O jornal perde o encanto. A refeição parece lhes trazer muito mais vigor e lucidez que as informações de uma sociedade pouco amada.
Terminam quase à mesma hora. Ela, um pouco antes. Ele tem a gula nos olhos, mas ela é mais comilona. Apesar disso, sempre estranha quando ele, achando-se o cúmulo do requinte, mergulha o último pedaço de pão no café-com-leite; faz cara de quem não
entende.
Barriga cheia, coração contente.
Recolocam os óculos escuros e se levantam para ir ao Caixa.
Ele adora que o cálculo seja feito para, só então, advertir: “E tem também o Correio Braziliense...”, para então escutar a quantia final.
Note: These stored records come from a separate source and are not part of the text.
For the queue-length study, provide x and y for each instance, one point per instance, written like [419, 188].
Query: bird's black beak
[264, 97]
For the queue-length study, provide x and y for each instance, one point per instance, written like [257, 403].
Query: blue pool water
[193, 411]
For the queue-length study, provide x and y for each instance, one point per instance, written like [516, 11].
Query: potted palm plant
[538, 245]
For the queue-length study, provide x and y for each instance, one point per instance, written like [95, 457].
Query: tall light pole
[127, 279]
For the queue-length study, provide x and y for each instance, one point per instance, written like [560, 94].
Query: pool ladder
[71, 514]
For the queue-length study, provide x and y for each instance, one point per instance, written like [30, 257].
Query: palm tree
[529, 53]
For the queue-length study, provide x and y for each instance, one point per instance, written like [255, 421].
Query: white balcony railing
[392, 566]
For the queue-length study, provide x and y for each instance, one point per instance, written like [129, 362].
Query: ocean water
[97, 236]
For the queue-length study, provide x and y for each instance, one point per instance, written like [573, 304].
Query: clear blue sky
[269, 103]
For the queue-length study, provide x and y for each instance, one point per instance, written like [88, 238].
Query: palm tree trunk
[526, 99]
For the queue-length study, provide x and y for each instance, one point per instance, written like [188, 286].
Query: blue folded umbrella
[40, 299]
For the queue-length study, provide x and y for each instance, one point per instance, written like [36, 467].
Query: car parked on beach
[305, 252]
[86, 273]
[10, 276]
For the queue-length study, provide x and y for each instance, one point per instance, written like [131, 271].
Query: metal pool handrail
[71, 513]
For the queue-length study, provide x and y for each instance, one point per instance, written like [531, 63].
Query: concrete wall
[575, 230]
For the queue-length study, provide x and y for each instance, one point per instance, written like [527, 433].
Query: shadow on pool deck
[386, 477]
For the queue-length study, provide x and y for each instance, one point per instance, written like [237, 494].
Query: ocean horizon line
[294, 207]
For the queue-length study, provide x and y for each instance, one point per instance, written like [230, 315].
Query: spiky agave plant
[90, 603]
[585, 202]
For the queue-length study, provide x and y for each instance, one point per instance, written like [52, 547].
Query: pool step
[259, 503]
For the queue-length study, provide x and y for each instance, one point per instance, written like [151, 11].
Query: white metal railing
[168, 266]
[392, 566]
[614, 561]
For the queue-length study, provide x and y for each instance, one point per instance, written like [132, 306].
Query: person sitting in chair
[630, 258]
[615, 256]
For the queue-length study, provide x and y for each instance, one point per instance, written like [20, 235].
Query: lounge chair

Após receberem palavras de agradecimento por parte do comerciante, despedem-se.
Atravessando a rua e trazendo-a pelas mãos, ele diz:
- A conta sempre dá 17; hoje deu 16.
- É verdade... -, responde ela, atenta aos carros.
Do outro lado, pára , olhando para ela e, como se houvesse encontrado um ruído na doce melodia daquela manhã, diz:
- “Ou ele nos rouba toda semana, ou nós o roubamos nesta, hehehe!...”
Aquela mísera diferença quebrou-lhes a rotina... Mas nada que lhes roubasse o intenso prazer escondido numa frugal manhã dominical.